似乎预感到接下来的谈论走向,苏念干笑几声,先是提醒父亲结亲事大,一时之间难以寻得合适良机,还是修缮防御工事为上。接着又借口头疼困倦,麻溜儿闪回房中。

一路上,玉瑶见她若有所思,强忍着好奇不敢打扰。

两人静默同行,将至院落时,远远便瞧见门外干立着一道瘦高的身影。

衣衫雪白、乌发素黑,侧眸来望时,那双眸子更是炯熠非凡,叫人险些就忘了呼吸。

玉瑶惊呼一声,悄悄拉住苏念的衣角道:“小姐,此人是谁啊?”

苏念回过神来笑道:“不正是你口中的小乞丐吗?”

小乞丐?!玉瑶不可置信地左右打量,甚至于壮起胆子在那人身后实打实绕了一圈。

苏念忍不住笑出声来,视线从玉瑶可可爱爱的身影,终是转移到眼前那道叫人赏心悦目的“风景线”上。她虽早已猜出此人仪表不俗,可不曾想如今对方明明还是一副形容枯槁的模样,可周身那股难以掩盖的气质却已顺着四月微风,汹涌而出,仿佛要融进满院的普陀花里。

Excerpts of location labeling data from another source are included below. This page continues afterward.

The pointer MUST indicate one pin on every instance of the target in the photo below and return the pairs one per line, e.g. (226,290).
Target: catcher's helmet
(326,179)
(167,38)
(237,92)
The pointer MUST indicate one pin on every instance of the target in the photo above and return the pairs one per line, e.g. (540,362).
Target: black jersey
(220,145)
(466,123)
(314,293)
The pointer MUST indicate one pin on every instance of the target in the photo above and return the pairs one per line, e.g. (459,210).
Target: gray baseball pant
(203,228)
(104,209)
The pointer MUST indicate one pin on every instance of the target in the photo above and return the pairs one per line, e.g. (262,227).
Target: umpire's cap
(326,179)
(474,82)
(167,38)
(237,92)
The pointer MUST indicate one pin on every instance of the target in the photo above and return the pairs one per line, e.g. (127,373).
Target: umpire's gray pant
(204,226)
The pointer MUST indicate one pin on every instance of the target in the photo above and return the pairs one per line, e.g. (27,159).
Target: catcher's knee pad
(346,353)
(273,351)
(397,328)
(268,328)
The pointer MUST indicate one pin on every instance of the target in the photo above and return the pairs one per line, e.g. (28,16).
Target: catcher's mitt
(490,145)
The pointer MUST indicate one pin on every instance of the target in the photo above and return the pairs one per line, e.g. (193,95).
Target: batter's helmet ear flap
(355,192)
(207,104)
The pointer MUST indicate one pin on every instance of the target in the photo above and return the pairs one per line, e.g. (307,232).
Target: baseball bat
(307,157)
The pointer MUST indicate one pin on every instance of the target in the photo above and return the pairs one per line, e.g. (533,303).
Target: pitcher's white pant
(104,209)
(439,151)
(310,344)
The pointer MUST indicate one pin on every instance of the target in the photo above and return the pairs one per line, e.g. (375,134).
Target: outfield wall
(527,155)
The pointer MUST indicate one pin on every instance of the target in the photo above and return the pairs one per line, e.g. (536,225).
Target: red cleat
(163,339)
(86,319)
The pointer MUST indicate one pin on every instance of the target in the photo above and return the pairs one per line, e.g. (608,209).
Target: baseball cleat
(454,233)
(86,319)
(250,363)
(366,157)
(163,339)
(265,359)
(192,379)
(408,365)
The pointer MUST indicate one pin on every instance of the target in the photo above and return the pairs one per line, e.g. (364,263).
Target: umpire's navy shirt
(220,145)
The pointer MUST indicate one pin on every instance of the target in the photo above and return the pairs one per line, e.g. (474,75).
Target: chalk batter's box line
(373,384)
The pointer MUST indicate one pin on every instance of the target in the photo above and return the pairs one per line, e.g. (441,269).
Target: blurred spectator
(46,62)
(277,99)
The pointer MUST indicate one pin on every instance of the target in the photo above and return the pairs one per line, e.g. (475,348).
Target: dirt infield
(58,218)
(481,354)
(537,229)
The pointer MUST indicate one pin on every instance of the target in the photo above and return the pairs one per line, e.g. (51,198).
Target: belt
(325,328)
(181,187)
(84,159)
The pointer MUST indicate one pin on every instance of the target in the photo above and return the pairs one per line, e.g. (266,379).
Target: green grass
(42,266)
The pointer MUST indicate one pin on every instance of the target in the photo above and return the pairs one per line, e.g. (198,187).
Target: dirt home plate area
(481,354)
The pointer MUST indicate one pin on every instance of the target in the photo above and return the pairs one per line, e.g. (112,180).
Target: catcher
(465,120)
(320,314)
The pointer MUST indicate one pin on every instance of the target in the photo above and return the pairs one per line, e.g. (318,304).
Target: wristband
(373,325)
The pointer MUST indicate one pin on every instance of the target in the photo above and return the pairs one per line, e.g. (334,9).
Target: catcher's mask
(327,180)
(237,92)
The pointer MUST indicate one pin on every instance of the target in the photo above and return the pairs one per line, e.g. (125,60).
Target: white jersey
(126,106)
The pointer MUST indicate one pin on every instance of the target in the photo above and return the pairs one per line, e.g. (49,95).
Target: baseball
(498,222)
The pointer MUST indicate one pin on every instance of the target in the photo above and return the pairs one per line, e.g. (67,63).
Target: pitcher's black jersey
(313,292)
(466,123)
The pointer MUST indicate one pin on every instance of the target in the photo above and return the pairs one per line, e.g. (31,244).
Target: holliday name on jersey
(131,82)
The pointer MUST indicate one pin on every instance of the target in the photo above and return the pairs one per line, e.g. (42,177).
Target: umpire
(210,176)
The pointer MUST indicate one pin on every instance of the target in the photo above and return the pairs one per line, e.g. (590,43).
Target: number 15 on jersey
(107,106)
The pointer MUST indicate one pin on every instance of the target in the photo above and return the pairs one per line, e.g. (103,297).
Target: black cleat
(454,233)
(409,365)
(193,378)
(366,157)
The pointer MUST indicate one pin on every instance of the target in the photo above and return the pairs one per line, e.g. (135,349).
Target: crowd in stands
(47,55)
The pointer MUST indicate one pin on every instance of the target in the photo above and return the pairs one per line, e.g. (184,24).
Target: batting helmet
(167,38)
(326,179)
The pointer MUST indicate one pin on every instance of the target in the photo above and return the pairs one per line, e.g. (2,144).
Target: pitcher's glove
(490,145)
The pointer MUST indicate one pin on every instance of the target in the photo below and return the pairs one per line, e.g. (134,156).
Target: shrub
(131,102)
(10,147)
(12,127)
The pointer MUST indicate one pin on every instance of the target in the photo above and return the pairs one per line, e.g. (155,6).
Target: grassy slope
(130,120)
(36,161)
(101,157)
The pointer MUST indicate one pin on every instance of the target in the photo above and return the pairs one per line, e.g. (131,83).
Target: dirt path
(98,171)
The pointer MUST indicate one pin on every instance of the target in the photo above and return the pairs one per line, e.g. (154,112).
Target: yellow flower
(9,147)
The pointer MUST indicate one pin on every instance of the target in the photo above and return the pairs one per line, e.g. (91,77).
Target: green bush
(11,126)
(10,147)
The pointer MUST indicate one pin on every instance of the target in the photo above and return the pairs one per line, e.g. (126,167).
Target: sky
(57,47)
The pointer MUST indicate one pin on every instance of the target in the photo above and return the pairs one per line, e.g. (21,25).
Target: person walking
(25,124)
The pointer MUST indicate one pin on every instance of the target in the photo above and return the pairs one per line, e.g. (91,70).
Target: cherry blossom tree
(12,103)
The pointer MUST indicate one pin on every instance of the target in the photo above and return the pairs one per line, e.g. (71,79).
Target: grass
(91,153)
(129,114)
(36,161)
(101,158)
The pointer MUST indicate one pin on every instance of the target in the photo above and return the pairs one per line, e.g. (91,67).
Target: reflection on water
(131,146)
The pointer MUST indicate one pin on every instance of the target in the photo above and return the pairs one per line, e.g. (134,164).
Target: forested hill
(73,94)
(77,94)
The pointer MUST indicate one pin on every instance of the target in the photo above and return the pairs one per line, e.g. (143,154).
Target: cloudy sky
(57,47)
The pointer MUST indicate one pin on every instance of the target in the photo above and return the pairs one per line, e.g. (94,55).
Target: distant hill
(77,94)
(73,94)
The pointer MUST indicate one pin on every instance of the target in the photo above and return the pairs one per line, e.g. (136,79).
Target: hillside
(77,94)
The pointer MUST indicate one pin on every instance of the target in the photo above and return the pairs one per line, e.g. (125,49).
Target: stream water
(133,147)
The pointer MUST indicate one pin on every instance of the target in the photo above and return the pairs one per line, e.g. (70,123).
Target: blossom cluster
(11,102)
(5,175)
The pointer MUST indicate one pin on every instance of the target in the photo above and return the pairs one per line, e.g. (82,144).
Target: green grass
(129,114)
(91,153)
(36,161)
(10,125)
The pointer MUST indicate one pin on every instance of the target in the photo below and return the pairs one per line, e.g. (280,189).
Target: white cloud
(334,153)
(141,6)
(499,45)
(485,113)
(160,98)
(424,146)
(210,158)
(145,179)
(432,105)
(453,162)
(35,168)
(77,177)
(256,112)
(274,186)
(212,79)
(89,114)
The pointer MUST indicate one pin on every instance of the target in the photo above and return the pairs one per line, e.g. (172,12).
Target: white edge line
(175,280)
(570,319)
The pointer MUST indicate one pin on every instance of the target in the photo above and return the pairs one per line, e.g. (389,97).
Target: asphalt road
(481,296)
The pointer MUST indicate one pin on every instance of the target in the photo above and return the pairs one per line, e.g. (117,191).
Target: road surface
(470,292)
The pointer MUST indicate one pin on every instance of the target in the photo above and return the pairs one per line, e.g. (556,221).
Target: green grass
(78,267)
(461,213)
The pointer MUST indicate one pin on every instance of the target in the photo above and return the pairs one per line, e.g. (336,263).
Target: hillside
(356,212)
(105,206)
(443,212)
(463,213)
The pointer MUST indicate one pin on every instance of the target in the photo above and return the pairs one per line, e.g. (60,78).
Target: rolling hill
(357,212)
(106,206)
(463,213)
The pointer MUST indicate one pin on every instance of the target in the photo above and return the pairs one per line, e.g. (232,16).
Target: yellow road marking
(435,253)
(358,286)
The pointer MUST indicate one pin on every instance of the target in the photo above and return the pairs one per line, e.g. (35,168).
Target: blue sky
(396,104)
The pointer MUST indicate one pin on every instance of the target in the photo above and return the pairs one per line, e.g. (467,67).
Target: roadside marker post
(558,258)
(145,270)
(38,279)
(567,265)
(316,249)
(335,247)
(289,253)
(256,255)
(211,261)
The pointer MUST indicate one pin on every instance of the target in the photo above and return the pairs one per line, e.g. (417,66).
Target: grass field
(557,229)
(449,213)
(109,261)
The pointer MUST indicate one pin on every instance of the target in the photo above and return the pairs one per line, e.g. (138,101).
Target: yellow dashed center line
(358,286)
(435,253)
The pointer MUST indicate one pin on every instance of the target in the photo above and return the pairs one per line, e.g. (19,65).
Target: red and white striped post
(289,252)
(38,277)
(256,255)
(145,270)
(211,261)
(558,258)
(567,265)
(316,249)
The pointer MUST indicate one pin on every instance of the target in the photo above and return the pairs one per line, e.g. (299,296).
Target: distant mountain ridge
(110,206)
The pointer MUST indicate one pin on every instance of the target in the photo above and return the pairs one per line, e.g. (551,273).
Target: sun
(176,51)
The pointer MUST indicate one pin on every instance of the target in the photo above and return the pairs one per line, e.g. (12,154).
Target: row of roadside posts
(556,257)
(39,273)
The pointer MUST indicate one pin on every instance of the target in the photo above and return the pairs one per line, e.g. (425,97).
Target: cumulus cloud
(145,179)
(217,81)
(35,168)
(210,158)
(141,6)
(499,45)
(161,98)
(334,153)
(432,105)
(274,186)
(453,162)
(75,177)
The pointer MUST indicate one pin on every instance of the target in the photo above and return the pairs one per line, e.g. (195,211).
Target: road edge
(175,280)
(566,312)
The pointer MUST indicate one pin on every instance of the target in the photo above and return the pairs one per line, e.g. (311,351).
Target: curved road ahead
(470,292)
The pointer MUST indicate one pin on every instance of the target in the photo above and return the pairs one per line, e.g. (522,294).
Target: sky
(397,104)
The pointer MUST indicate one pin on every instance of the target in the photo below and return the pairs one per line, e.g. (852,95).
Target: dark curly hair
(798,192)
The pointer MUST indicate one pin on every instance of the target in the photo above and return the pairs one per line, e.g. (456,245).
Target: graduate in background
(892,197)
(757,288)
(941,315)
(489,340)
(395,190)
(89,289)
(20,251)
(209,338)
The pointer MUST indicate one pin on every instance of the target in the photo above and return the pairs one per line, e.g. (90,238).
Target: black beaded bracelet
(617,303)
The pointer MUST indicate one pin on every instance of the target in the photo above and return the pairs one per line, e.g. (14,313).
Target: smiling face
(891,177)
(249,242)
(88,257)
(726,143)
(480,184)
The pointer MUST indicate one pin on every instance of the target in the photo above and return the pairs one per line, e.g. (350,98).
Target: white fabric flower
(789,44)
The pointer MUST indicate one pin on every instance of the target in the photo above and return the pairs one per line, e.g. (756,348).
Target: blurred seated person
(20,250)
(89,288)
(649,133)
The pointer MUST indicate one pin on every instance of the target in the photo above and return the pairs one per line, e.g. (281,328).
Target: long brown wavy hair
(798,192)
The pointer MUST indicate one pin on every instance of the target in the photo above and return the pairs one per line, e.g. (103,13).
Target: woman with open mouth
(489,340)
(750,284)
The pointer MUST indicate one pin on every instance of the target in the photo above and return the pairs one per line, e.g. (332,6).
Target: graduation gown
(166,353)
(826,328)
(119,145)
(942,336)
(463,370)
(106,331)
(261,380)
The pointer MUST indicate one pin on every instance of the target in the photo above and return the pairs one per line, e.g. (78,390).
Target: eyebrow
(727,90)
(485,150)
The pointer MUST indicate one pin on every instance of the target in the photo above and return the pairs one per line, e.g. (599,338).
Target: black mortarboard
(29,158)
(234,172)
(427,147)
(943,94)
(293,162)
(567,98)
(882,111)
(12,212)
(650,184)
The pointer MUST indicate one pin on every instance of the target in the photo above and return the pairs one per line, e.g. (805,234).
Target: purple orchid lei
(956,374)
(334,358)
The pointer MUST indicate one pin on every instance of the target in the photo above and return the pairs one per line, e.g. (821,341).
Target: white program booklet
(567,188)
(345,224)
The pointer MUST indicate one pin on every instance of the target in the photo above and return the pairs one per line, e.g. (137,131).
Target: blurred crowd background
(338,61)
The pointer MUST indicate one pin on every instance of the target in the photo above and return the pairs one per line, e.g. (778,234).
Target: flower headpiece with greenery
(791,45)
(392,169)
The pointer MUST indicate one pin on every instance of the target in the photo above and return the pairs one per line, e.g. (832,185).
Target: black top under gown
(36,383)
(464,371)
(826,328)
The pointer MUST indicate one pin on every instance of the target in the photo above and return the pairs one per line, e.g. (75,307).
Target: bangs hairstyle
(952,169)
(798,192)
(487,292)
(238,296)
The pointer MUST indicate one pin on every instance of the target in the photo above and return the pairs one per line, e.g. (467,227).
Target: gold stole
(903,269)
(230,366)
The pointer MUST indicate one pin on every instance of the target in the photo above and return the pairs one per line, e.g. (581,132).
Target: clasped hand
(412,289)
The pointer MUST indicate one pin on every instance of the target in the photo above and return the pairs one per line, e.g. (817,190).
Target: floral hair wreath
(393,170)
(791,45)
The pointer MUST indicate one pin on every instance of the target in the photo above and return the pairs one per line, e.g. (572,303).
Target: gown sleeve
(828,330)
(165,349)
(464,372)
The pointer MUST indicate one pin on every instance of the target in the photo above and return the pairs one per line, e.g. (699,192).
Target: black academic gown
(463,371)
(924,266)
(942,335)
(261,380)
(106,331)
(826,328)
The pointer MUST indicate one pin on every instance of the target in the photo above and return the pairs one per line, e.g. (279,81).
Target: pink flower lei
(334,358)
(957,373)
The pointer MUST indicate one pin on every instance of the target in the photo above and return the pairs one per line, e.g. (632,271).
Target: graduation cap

苏念突然想起,这普陀花还是东海异人赠与父亲的,常年火红如簇,盛开不败。

对方应是来感谢她的,见苏念转眸来望,那人张张嘴,只挤出一声:“谢过……姑娘。”

声线还是僵硬的,说不出完整的话,人也是风吹就倒一般。

苏念眉头微拧,想着有空还是要跟小杰再讨颗丹药才行。

如此想着,苏念微微摆手道:“举手之劳,不值一提。”

话罢,便欲抬步回屋。

经过那人身侧时,却又不自觉微微拧起眉头道:“白色似乎并不衬你。”

玉瑶虽是一头雾水,还是跟在自家小姐身后快步进了屋门。房门将将合上,便听玉瑶啧啧称奇道:“小姐,都说人靠衣裳马靠鞍,此话果真不假。”

苏念跟着笑笑,玉瑶却话音一转,“可我瞧着白色穿在他身上,明明就如仙人样儿,小姐怎说他不衬呢?”

苏念也知道自己有些多管闲事了,方才见那人穿着白色,偏生突出了几分苍白脆弱,只能全凭气质撑着那副风姿罢了,她不过是想着换个颜色,总能衬得他气色好些。

见自家小姐不欲作答,玉瑶突发奇想道:“也对,还不知小姐的意中人该是怎样的男子。”

再次听到“催婚”关键词,苏念脑壳一痛,只摸摸玉瑶的碎刘海道,“先活下去再说吧。”

她如今朝不保夕,哪儿还有什么春心荡漾的道理?她现下最该想的,是怎样才能够消除父亲与商王之间的嫌隙,以及如何才能抹去这场博弈中姬昌对照组的露脸机会。

毕竟没有输在起跑线上,换个思路来讲,也算是赢麻了。